The relocation of large amounts of industrial production met the needs of the global ruling class owners of fictitious capital, because, as a global class, they can own fictitious-capital as easily in South Korea as in South Kensington. The higher profits of capital in these industrialising economies made possible higher revenues for them in interest/dividends. But, also, in the developed economies, as they expanded, after 1999, this expansion did not bring the same rapid increase in demands for capital and labour, as occurred in the past, for the simple reason that a large part of the labour-intensive production, now, took place elsewhere.

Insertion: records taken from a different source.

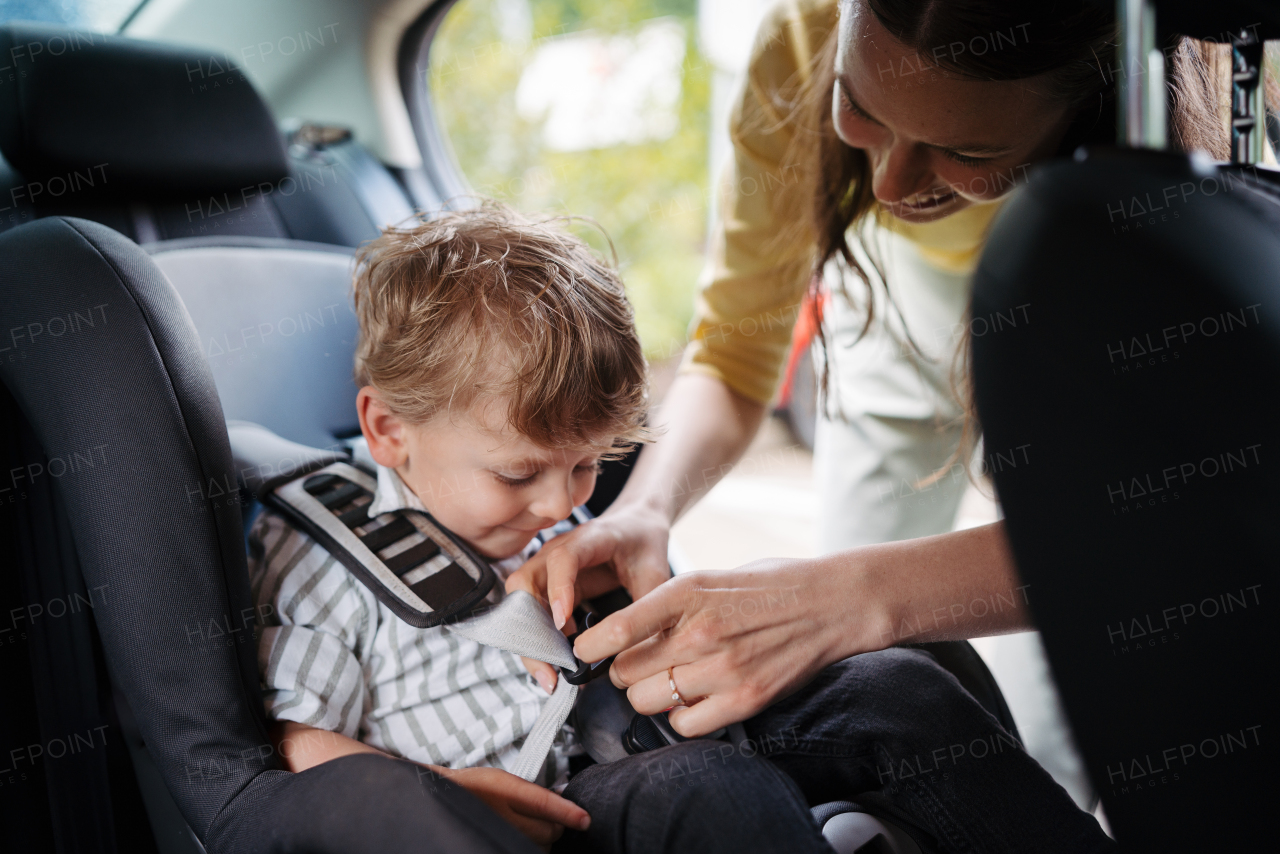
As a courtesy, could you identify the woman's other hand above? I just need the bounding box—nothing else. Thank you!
[573,522,1032,737]
[507,506,671,694]
[575,560,882,737]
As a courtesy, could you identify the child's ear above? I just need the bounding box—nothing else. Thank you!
[356,385,408,469]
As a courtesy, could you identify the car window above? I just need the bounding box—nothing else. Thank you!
[0,0,146,32]
[429,0,713,361]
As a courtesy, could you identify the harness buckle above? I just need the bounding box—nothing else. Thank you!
[559,613,616,685]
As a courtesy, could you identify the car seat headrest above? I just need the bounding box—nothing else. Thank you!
[0,23,288,197]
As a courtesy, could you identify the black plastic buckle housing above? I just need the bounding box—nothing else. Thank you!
[561,613,613,685]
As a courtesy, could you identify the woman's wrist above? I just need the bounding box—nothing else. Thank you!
[808,548,895,663]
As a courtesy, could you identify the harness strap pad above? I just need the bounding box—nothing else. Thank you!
[264,462,495,629]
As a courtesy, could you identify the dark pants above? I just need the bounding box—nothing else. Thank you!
[553,649,1115,854]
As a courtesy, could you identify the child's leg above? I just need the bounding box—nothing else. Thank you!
[745,649,1115,853]
[552,740,831,854]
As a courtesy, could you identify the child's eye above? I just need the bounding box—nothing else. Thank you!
[942,150,988,166]
[493,471,539,489]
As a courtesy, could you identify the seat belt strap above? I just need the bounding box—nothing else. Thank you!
[444,590,579,781]
[264,462,582,781]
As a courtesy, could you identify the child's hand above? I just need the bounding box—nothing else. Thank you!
[433,767,591,850]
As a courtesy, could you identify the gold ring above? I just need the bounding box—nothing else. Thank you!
[667,665,685,705]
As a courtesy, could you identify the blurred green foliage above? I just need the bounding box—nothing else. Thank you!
[430,0,710,360]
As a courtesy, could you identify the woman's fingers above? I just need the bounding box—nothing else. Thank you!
[667,694,747,739]
[573,572,699,665]
[627,659,732,714]
[507,782,591,830]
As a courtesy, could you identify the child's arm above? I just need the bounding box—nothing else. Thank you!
[271,721,381,772]
[271,721,591,848]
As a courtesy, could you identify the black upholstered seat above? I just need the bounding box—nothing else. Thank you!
[0,216,527,854]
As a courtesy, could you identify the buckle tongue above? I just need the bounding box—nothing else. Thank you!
[561,613,614,685]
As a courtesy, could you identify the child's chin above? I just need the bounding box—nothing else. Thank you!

In the NIC's, global capital now found its manufacturing labour from vast reserves of peasant and other rural labour, as it had done in Europe, in the 18th and 19th century. By contrast, in developed economies, particularly Britain and the US, large numbers of former manufacturing workers moved in the opposite direction, becoming the modern equivalent of the peasants and precarious labourers of pre-industrial times, i.e. they became impoverished petty-bourgeois, and precarious, sweated labour, or in places, in the decayed urban towns, the equivalent of the serfs and paupers, now dependent on a paternalistic, welfare state. It did not put upward pressure on wages, because these were not wage workers. (See here).
But, this type of petty-bourgeois production, like peasant production, is inevitably inefficient. It explains why the productivity of these economies, overall, during this period, has been low. The other change and consequence, during that period, as I set out in my book, is that large numbers of workers became employed as commercial workers. Part of the new international division of labour, created from the 1980's, was that surplus value was produced in the NIC's, but a large part of it was realised, by commercial capital in the developed economies of Europe and North America, emphasising the integral nature of industrial capital – containing both productive capital and commercial capital/capital in circulation – as, now, a global phenomenon – globalisation.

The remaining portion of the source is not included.